The IT news today is full of reports that most purchasers of Windows PCs will from now be able to upgrade their system from Windows Vista to Windows 7, for little or no money, when it becomes available in October. This – along with Windows 7’s ‘XP simulation’ mode – is indeed probably the death knell of Windows Vista. Which will probably be unlamented by many.
That was such an appalling vista that every sensible person would say, ‘It cannot be right that these actions should go any further.’
That’s not about Windows, it’s actually Lord Denning’s fatuous reasoning for dismissing the Birmingham Six’s application for leave to appeal in 1980, on the startling grounds that if they succeeded in overturning their conviction for pub bombings, it’d make it clear to everyone that there had been the most shocking and extensive fit-up. Which, of course, there had been. ‘Appalling vista’ became a bit of a buzzphrase among people campaigning for the Birmingham Six’s eventual release. The phrase has been coming to mind again recently.

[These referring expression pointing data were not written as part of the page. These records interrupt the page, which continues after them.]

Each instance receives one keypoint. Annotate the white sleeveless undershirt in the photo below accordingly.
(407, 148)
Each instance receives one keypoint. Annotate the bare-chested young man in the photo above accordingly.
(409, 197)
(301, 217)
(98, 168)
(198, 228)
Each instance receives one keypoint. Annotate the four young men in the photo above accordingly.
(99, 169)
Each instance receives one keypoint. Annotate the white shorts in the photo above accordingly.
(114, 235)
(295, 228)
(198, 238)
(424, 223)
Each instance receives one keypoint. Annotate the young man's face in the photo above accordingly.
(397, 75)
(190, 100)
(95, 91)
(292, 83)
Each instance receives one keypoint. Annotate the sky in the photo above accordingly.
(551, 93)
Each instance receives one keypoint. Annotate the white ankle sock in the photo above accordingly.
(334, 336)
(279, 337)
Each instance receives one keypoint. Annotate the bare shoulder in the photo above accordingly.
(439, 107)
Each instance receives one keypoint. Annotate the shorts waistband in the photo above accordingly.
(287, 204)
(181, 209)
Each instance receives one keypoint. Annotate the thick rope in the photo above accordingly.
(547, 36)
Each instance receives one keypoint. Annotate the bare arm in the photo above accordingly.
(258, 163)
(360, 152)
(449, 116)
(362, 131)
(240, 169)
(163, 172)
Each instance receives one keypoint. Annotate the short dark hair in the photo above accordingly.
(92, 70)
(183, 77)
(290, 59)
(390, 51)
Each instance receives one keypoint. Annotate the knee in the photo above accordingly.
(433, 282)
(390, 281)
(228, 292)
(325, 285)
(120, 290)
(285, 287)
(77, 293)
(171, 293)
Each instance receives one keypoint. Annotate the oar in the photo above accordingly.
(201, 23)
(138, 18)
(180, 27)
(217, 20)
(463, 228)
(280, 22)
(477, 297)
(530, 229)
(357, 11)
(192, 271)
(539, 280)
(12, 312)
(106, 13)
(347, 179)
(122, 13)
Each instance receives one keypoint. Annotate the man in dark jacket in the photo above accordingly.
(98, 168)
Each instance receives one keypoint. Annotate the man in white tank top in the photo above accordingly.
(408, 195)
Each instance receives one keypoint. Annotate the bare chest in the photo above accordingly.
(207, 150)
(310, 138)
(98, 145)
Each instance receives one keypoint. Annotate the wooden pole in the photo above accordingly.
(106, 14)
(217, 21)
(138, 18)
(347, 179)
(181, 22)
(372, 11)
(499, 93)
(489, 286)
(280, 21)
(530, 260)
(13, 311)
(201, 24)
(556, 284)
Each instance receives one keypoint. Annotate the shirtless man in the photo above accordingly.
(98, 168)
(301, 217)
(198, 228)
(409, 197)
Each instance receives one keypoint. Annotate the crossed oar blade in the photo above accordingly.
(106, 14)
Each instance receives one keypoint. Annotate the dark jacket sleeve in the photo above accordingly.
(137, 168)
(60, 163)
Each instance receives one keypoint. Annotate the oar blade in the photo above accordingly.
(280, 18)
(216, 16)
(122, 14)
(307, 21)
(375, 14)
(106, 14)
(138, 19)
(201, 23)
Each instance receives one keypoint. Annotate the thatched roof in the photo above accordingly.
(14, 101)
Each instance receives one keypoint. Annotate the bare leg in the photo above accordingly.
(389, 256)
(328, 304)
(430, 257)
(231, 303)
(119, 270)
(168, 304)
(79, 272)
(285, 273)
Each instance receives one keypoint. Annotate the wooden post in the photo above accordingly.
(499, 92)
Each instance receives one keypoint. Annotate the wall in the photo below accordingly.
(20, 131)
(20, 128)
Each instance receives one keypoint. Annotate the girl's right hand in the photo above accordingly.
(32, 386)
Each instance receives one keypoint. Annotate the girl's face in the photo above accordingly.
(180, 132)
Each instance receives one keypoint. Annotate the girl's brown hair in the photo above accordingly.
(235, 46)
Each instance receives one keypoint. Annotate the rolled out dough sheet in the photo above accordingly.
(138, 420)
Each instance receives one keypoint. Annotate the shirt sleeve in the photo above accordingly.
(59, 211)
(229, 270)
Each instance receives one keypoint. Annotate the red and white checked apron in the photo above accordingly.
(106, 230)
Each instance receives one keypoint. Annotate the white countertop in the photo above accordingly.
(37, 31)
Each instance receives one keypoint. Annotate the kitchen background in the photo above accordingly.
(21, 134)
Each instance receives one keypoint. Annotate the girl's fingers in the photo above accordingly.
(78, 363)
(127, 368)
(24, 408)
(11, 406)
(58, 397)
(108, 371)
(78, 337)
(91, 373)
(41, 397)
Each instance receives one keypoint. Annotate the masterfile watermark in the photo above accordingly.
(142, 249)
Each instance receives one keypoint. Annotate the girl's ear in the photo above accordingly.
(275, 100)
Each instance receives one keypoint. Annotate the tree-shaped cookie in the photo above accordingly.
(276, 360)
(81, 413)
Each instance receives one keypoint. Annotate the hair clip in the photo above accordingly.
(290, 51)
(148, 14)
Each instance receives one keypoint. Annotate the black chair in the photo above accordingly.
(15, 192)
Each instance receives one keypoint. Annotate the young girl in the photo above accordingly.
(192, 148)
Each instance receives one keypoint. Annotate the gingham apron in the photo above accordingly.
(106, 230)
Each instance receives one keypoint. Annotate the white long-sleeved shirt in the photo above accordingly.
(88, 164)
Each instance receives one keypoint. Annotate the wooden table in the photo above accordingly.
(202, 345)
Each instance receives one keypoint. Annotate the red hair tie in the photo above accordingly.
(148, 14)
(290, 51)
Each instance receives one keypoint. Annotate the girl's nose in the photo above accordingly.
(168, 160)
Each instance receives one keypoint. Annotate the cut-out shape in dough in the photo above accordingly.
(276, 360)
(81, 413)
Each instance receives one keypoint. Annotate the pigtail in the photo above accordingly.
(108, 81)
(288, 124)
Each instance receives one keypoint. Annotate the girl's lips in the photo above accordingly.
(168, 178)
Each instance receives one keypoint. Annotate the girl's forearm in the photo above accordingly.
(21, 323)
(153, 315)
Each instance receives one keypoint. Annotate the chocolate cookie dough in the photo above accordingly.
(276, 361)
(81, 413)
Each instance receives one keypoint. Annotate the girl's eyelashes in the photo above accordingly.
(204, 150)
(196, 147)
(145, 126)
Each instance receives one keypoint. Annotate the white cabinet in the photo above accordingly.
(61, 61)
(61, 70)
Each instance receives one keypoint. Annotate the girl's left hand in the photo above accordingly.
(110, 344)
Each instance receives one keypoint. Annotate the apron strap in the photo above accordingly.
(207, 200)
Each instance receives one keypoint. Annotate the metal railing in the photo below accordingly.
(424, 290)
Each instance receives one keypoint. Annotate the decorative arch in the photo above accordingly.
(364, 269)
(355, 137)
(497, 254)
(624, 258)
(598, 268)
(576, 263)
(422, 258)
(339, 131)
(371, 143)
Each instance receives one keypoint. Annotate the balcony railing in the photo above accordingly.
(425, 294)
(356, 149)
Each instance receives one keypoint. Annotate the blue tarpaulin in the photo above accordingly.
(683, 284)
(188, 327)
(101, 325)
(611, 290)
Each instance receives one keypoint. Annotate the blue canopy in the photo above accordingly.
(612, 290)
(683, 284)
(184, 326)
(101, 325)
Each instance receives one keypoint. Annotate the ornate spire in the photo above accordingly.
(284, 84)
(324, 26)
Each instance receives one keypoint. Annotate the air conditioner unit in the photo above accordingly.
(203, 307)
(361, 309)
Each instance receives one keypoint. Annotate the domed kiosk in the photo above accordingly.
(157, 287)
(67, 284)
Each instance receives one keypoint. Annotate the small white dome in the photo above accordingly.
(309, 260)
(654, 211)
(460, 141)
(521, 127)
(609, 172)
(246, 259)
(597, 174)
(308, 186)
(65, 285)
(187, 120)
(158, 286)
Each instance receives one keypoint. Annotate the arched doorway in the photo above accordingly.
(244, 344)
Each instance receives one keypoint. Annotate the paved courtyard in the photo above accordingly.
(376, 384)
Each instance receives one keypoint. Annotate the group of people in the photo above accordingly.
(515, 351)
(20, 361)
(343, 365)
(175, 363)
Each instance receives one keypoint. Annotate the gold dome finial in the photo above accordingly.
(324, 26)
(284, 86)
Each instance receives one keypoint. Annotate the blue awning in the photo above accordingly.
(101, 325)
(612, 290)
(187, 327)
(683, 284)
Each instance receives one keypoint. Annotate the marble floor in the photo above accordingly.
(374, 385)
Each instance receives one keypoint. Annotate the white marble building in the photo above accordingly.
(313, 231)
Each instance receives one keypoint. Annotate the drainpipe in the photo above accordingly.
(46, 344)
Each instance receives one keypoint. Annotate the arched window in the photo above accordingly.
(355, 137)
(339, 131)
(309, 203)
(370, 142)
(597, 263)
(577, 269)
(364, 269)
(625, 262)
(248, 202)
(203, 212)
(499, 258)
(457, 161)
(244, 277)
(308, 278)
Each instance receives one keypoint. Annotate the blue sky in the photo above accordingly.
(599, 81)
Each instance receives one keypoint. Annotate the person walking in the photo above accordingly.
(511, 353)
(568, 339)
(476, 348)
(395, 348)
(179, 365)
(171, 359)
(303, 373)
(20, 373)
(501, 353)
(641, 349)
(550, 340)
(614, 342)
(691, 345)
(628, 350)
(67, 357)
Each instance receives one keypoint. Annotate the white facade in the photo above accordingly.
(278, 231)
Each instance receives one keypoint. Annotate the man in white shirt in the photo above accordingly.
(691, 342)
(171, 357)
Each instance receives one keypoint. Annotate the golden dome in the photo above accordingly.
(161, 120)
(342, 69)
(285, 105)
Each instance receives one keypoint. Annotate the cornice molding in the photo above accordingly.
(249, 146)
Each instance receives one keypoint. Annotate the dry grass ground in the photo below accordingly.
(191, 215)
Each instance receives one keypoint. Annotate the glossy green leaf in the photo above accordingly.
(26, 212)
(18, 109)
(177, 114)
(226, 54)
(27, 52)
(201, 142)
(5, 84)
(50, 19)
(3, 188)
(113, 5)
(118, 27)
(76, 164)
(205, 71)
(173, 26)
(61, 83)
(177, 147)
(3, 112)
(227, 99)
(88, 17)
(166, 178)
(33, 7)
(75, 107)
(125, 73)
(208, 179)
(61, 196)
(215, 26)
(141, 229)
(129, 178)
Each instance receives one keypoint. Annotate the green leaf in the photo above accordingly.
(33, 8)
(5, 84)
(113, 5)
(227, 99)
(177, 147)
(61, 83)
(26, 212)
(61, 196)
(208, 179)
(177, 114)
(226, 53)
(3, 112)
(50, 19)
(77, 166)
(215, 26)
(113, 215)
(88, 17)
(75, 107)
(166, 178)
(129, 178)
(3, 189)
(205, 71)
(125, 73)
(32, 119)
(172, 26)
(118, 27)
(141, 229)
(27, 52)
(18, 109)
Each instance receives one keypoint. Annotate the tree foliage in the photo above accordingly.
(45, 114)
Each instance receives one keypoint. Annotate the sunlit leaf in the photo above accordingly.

It remains to be seen, though, whether the loss of traction by Microsoft with Vista – coupled with the explosion of platforms that aren’t conventional desktop PCs – is a recoverable blip like with Windows ME, or a clear turning point in the history of IT.
I wouldn’t bet against Microsoft’s ability to sell software at scale – they are very good at it. Writing off a company that huge with that large a cash pile and that many smart people would be daft.
But I am sure, as I said in my Babel post, that multiple platforms are here to stay, and the times when you could assume that nearly everyone using a computer had Microsoft Windows are long gone.
(Though as people have pointed out in comments and directly to me, they never really existed anyway.)